Mes sources d’inspiration sont très diverses, voire hétéroclites, mais je ne les perçois pas comme telles, tant les capacités de notre esprit à l’assimilation et l’intégration sont fortes. Né en 1980, j’ai joué aux premiers jeux sur écran venus de l’extrême orient et été fasciné par l’avenir prometteur que nous laissait imaginer le progrès scientifique. On m’a permis de grandir en contact avec la nature, les animaux etc… Ma famille m’a sûrement transmis diverses composantes décelables dans l’ensemble de mon travail. Un grand-père pasteur, une grand-mère qui écrivait des poèmes, des tantes musiciennes, un grand oncle curé, des professeurs, des pédagogues et mes parents à France télécom…L’actualité me stimule également beaucoup (la sexualité, les questions écologiques, la musique…). Avec le temps, il existe une forme d’inertie dans l’imaginaire, un dessin en appelle un autre mais surtout il y a des redondances qui structurent mon œuvre et mes envies. Par exemple, Corn a d’abord été un dessin au graphite réalisé vers 2010, puis une céramique (Corn II) puis un petit format (Corn III). A chaque occurrence du motif du maïs, je développe une signification ou un réseau de significations différentes. Il en va de même pour les papillons, les oiseaux en couple, les maisons, les édifices religieux… Cela me permet notamment d’appuyer la dimension polysémique d’un motif en fonction de son contexte mais aussi de connecter mes dessins et de les faire travailler ensemble, au-delà des périodes. À force, j’ai l’impression de développer une mythologie parallèle. Je trouve mon plaisir dans la proposition d’images alternatives, en cherchant des versions inédites de ce que l’on connaît.

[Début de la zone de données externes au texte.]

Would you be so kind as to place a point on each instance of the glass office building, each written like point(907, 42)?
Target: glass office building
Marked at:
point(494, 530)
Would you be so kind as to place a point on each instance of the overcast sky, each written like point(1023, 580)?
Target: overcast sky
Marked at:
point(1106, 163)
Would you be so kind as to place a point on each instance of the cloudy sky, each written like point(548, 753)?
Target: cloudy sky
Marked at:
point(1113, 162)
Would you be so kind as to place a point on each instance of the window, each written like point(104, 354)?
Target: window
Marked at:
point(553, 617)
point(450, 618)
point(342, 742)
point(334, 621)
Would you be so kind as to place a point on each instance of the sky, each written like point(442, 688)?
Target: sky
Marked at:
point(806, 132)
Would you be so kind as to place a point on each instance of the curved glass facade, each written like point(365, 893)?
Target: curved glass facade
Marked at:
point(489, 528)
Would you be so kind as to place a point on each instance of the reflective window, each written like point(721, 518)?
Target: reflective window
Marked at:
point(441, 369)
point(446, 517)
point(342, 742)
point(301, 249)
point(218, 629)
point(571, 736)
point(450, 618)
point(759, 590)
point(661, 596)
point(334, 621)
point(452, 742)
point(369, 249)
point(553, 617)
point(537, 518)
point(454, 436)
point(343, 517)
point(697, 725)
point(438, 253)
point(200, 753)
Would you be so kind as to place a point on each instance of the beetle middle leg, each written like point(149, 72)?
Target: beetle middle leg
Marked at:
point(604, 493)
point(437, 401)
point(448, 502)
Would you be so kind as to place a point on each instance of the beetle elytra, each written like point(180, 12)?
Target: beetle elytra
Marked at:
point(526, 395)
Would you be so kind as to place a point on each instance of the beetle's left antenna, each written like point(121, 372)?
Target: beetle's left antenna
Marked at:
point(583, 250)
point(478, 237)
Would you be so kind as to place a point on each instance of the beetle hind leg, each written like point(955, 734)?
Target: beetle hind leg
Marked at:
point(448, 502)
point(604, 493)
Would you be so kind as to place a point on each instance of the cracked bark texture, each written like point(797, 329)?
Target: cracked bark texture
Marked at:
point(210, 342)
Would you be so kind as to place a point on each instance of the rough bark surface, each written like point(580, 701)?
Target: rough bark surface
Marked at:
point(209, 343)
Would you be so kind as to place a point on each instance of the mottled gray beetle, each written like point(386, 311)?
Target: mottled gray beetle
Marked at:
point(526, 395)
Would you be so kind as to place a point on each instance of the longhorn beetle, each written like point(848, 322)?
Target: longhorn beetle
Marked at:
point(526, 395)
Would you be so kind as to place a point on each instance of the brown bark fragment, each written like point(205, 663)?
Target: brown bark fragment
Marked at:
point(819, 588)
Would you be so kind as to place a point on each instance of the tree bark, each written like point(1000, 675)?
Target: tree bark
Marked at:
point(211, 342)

Vous avez par la suite développé une pratique de la céramique, comment expliquez-vous ce glissement d’une pratique à une autre ? Et comment les deux se nourrissent-elles l’une l’autre ? 
Mon intérêt pour la céramique a d’abord répondu à un besoin quasi physiologique de diversifier mes gestes. Autrement dit, le dessin tel que je le pratique, s’il est un acte passionnel, n’en est pas moins usant par la répétitivité des gestes et la tension qu’il induit au niveau du regard, du bras droit, des mains… La céramique me rééquilibre et remplace la nervosité par la fluidité. Le désir de volume est évident dans mes dessins tant je suis obsédé par le modelé, l’ombrage des formes, les perspectives. J’ai aussi eu une fascination pour la 3D alors émergente dans les jeux comme dans les films alors que j’étais adolescent. Cependant quand j’ai débuté en céramique, vers 2013, j’ai eu l’impression de recommencer quelque chose. On ne modèle pas comme on dessine et si j’étais rapidement à l’aise avec les techniques de modelage, la terre a son propre comportement avec lequel il faut composer. Je suis toujours mon intuition et je vois, comme pour le dessin, ce qu’il en sort sans forcer. Je me suis vite retrouvé à faire des créatures animales, des têtes humaines avec une dimension assez primitive. Il y a une sorte de facilité à donner vie à la terre. De la terre jaillissent des créatures surnaturelles des divinités, des gri-gris, des fétiches… Comme avec le dessin j’ai l’impression de faire apparaître, plus que d’inventer.

Quels sont vos projets à venir ?
J’achève juste une œuvre à la fondation Carmignac sur l’île de Porquerolles pour l’exposition L’île intérieure dont le commissariat est assuré par Jean-Marie Gallais. Je vais maintenant me consacrer à ma prochaine exposition solo parisienne à la galerie Art : Concept.